LA RETRAITE ET LA PERTE DU MOI
Nous pouvons associer, à un événement comme celui de la prise de la retraite, la perte successive des éléments constituant le concept de soi (revenu, statut social, rôle, prestige, reconnaissance, relations sociales, etc.,). À ce sujet Balier (1982), nous dit que le retraité ne conserve plus ses relations sociales par crainte de rencontrer chez ses compagnons une image dévalorisée de lui-même. Il tient l’autre à distance et de ce fait, il accentue la perte de souplesse de sa personnalité. Les changements qui surviennent à la retraite apportent irrémédiablement des modifications dans les comportements de l’individu.
La mise à la retraite provoque une remise en question des habitudes et des manières de penser du retraité. Autant le travail était source d’autonomie, autant la retraite amène une dépendance sociale et économique. C’est pourquoi le retraité se trouve mis au rancart et il sent très bien qu’il perd son identité.
Cette mise à l’écart par la prise de la retraite s’explique par un refus social d’accorder une participation du retraité aux valeurs dominantes c’est-à-dire le progrès, l’efficacité, l’autonomie, le profit, le travail, l’avenir, le succès. Le retraité devient un exclu.
La société exige du retraité qu’il fonctionne sur un registre de comportements spécifiques mais qui est complètement inadapté à sa réalité. Le retraité est placé dans une situation paradoxale, c’est-à-dire celle de la non-participation obligatoire à un univers de valeurs de la population active.
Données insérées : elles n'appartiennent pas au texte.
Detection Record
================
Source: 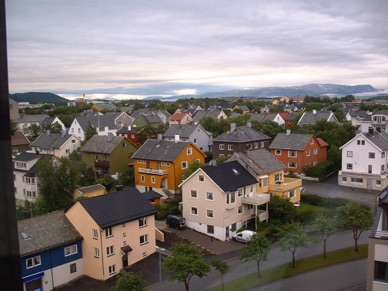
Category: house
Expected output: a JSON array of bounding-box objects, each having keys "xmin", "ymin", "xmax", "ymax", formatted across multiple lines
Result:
[
  {"xmin": 366, "ymin": 187, "xmax": 388, "ymax": 291},
  {"xmin": 73, "ymin": 184, "xmax": 108, "ymax": 200},
  {"xmin": 180, "ymin": 161, "xmax": 270, "ymax": 241},
  {"xmin": 30, "ymin": 130, "xmax": 81, "ymax": 158},
  {"xmin": 66, "ymin": 188, "xmax": 157, "ymax": 280},
  {"xmin": 80, "ymin": 134, "xmax": 137, "ymax": 177},
  {"xmin": 212, "ymin": 123, "xmax": 271, "ymax": 159},
  {"xmin": 338, "ymin": 128, "xmax": 388, "ymax": 190},
  {"xmin": 163, "ymin": 124, "xmax": 213, "ymax": 152},
  {"xmin": 18, "ymin": 211, "xmax": 84, "ymax": 291},
  {"xmin": 269, "ymin": 129, "xmax": 329, "ymax": 174},
  {"xmin": 13, "ymin": 152, "xmax": 42, "ymax": 205},
  {"xmin": 298, "ymin": 110, "xmax": 339, "ymax": 126},
  {"xmin": 228, "ymin": 149, "xmax": 302, "ymax": 206},
  {"xmin": 170, "ymin": 112, "xmax": 193, "ymax": 126},
  {"xmin": 132, "ymin": 135, "xmax": 205, "ymax": 198}
]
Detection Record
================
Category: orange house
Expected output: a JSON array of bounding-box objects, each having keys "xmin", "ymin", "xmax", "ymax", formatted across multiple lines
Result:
[
  {"xmin": 132, "ymin": 138, "xmax": 206, "ymax": 197},
  {"xmin": 269, "ymin": 130, "xmax": 329, "ymax": 174}
]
D’ailleurs certains retraités prétendent que :
…on n’a plus qu’une chose à faire quand on est vieux, c’est regarder la
télévision; on a absolument aucun moyen de s’offrir ce qu’elle nous
propose : voyage, amour, sveltesse, consommation (Simard, 1980, p. 25).
Il serait logique de croire qu’en puisant et en utilisant son soi personnel le retraité pourrait, malgré les pressions sociales, s’actualiser à travers son potentiel psychologique. Comme celui-ci s’acquiert par le vécu ou par un processus intrinsèque au fil du temps, il devient illusoire de prétendre que le retraité sera reconnu par les autres alors que les valeurs actuelles sont fondées sur l’extériorité. Simard (1980) est d’avis qu’il est difficile pour le retraité d’affirmer son moi car la société n’attend plus rien de lui. L’éclatement du moi ou la crise d’identité chez le retraité naît de cette absence de sens ou d’un profond vide éprouvé face au terme de sa vie. Dans ce contexte, comment peut-on prendre goût à la vie lorsqu’on est coupé de toutes les décisions?